I’m glad you are writing this month. However, I want to know why? Fame? Money? The Glory of Book Signings and Readings? Let me tell you something about that. This isn’t something you do for money. I have a friend who is a full time writer in the genre of romance. She makes 60K a year. Before that she was in the world of theatre as a professional costumer. She had a hard road of eight books before she ever got noticed by an agent. Was NaNoWriMo involved? No. Not to my knowledge at least.
Have I ever done NaNoWriMo? No. Why? The answer is rather plain, I’ve always been writing. Writing comes as a compulsion to me. I’m not happy until I’ve written two thousand words a day on a project. If I don’t write, I get mean and moody. I wrote my first unpublished manuscript in high school. Before that I wrote little stories I gave to my teachers. I’ve always been writing. I love writing. Am I saying NaNoWriMo is bad? Absolutely not.
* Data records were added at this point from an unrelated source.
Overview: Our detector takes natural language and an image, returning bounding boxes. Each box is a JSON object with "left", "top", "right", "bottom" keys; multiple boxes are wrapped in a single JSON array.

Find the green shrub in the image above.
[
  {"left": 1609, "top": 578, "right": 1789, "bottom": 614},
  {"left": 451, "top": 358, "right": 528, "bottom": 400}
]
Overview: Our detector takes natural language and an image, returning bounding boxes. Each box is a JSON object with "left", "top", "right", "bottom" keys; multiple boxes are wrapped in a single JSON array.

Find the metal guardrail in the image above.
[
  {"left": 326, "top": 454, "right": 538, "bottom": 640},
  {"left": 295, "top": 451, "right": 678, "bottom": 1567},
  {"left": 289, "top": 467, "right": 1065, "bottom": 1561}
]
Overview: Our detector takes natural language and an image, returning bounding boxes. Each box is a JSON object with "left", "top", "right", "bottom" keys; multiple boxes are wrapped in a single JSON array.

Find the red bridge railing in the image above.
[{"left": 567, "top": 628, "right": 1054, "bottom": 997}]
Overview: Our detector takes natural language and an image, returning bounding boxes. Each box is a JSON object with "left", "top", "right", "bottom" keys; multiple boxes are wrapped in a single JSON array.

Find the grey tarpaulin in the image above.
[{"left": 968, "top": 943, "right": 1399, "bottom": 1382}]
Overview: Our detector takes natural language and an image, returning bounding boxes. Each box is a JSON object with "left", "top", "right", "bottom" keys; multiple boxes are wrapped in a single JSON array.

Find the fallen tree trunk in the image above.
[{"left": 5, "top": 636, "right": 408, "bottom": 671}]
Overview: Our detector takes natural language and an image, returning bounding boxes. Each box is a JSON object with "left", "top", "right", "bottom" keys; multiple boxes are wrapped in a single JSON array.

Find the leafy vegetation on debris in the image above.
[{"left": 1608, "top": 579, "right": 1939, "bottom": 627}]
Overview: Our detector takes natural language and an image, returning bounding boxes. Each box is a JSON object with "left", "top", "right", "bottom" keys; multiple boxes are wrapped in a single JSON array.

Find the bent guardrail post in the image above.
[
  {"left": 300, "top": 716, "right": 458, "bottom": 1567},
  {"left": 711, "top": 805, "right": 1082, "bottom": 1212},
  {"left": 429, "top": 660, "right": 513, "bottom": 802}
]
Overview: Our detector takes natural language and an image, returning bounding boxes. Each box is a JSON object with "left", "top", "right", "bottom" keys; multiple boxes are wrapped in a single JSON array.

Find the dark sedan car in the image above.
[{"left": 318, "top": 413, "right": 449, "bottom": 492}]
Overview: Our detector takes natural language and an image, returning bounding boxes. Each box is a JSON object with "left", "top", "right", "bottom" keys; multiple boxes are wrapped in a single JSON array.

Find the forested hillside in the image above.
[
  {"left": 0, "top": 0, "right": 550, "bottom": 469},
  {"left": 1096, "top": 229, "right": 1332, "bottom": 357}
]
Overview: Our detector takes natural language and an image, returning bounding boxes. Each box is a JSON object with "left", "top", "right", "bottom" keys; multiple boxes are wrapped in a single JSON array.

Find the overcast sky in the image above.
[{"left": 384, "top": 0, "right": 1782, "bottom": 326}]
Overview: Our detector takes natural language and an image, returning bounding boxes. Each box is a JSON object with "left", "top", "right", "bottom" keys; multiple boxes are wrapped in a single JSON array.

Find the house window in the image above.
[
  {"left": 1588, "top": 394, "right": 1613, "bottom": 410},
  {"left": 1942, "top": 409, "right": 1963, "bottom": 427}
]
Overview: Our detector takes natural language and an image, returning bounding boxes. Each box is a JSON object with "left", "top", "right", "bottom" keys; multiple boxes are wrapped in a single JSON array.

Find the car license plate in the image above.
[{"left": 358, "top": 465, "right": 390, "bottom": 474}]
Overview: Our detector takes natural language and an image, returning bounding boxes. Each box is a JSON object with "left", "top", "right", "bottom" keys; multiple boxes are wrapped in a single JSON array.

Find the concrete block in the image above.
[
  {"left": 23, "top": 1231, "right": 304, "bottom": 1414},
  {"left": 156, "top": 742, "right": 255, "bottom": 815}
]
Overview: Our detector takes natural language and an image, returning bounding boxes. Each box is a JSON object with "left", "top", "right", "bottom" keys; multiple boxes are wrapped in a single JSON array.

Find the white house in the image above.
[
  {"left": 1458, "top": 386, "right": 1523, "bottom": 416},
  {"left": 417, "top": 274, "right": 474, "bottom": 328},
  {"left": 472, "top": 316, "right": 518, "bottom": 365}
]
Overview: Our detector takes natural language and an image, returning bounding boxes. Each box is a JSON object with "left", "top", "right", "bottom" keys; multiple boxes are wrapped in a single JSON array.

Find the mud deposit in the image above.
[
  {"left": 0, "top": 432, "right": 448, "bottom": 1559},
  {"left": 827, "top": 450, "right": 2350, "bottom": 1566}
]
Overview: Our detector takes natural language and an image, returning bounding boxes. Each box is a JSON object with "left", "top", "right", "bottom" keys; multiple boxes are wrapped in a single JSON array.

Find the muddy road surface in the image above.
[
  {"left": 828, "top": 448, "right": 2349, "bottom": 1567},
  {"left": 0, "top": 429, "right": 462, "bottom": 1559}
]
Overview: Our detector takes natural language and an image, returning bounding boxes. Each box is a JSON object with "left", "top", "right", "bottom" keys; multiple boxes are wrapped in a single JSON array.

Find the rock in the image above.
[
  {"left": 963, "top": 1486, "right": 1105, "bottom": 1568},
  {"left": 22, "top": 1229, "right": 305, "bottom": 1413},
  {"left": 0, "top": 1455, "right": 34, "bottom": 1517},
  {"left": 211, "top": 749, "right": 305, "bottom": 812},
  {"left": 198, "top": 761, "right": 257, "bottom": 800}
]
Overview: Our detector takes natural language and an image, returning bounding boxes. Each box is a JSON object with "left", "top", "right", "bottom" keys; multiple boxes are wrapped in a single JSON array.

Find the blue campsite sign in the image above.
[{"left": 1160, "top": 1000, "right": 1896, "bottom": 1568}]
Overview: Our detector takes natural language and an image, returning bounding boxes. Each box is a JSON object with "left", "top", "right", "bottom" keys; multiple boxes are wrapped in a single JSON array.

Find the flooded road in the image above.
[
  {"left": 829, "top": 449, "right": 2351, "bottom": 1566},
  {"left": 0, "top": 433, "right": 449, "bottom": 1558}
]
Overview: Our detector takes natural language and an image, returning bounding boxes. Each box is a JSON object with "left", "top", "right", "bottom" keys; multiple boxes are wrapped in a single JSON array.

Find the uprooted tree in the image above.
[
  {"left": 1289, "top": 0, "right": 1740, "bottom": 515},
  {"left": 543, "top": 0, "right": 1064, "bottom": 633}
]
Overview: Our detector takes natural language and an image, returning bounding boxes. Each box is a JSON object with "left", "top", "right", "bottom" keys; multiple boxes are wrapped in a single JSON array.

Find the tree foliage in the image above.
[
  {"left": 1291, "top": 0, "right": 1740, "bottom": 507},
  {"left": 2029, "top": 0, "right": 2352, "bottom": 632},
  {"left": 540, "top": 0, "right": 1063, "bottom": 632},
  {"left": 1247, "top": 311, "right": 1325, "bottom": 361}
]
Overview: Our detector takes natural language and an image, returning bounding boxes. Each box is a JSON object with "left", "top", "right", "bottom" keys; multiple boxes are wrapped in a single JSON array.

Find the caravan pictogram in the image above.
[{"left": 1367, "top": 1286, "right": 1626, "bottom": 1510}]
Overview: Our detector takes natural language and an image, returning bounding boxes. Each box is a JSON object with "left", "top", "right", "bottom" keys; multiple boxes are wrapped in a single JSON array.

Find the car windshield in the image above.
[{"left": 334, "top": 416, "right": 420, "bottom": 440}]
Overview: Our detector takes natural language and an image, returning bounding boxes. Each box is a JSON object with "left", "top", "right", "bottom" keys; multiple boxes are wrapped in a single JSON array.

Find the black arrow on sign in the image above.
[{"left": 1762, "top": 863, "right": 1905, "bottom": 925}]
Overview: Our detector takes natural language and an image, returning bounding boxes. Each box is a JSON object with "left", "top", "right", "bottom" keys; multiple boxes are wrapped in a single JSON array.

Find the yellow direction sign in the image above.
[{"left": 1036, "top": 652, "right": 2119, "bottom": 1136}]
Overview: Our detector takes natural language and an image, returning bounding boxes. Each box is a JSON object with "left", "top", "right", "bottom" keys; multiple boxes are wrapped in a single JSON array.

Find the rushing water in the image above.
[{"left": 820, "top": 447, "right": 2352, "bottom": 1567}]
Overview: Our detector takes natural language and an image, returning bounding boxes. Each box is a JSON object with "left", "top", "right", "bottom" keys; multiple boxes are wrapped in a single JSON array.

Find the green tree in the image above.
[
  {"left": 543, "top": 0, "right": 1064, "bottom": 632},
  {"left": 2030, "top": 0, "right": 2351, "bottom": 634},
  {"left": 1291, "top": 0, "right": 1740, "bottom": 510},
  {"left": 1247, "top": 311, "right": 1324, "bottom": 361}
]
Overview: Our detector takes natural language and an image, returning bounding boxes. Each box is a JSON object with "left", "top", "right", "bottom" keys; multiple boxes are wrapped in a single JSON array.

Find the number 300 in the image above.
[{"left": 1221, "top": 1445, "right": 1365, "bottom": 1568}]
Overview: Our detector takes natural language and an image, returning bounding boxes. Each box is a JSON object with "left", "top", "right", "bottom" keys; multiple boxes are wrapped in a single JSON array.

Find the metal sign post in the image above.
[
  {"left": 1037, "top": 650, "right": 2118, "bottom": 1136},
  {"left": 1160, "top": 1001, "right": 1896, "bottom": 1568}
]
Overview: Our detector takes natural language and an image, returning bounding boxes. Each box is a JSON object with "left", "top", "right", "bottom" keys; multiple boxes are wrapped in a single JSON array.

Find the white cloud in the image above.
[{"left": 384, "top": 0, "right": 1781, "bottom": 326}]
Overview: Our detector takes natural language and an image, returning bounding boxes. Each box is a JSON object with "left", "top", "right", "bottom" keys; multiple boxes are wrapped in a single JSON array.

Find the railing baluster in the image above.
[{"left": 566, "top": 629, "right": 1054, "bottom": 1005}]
NaNoWriMo is your starting point. Make NaNoWriMo the NaNoWriYear or the NaNoWriLife. If you are serious about this you aren’t going to attach it to a fad or a month like it is some wine club or a distinctive period to write in. Rather than that make it the springboard to a life of words and letters. Find how you need to write and just start writing. Then Blog, then promote, and then have signings, and this author thing will begin for you.
I’ll discuss the author thing in a future post.